The major challenges still persisting in the shot boundary detection arena are to develop an illumination, object, and camera motion (OCM) invariant shot boundary detection approach and to define an adaptive threshold to classify transition and non-transition frames across videos. Sudden illumination and OCM challenges in the detection of abrupt transition result in high false positive [1]. Many researchers in the field of shot boundary detection prefer a histogram-based approach due to its low computational cost and motion invariant advantages [1, 3, 4]. Discrete cosine transform (DCT) transform plays an efficient role to reduce sudden illumination changes in a video and then after shot boundaries are detected using histogram difference approaches [2]. Some researchers have also experimented with DCT and wavelet transform to undermine the illumination changes [5]. It also used an adaptive threshold for detecting shot boundaries. Some algorithms are proposed based on the cross-correlation coefficient and stationary wavelet transform features [6]. In such approaches shot boundaries are detected using a combination of the local and adaptive threshold. In some cases, a dual-tree complex wavelet transform is used for analyzing the structural feature of each and every frame [7]. Here, shot boundaries are computed using these structural similarity features along with an adaptive threshold. In some cases, a block-based center symmetric local binary feature vector is also recycled to identify shot boundaries [8]. Few sparse representation-based approaches [9, 10] are also proposed for boundary detection. [9] proposed a boundary detection approach using sparse coding for selecting a keyframe efficiently for video summarization.

Edge-based features play a crucial role in neglecting the effect of sudden illumination and motion effect [1]. A transition is announced when the edges of the prevailing frame display a hefty variation with the edges of the preceding frame that have dissipated [11, 12]. A block matching algorithm is used to compute the motion strength to reduce motion effects [13]. A fast SBD algorithm using pixel information is proposed in [14].

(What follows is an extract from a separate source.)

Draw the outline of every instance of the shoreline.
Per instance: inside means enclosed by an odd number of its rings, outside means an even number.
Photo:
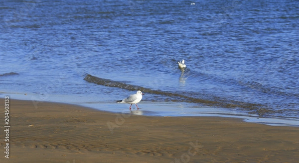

Machine learning techniques also have some applications in shot boundary detection. In [15] a genetic and fuzzy logic-based technique is proposed to detect boundaries. In some cases combining with the adaptive threshold, a convolution neural network is used to extract the possible candidate segment in prepossessing steps [16,17,18,19].

Many researchers have employed some essential features like structural similarity index and standard deviation [20], quantized hue, saturation and value (HSV) color space feature [12], histogram intersection [21], along with feature difference using absolute sum gradient [22] to reduce the illumination and motion effects in a video. In object-based SBD approaches, a time stamp is attached to an object for identifying that object in the number of frames [23, 24]. Some of the drawbacks in object-oriented SBD are the exodus of an object from the frame, an enormous object moving which is erroneous as wipe transition, and irregular illumination in a video [24]. Some object tracking algorithms are developed in [25,26,27] to tackle the sudden illumination effect in videos. The multi-view spatiotemporal feature points and grid-based matching approach used for video stitching in [38] can also be helpful in SBD.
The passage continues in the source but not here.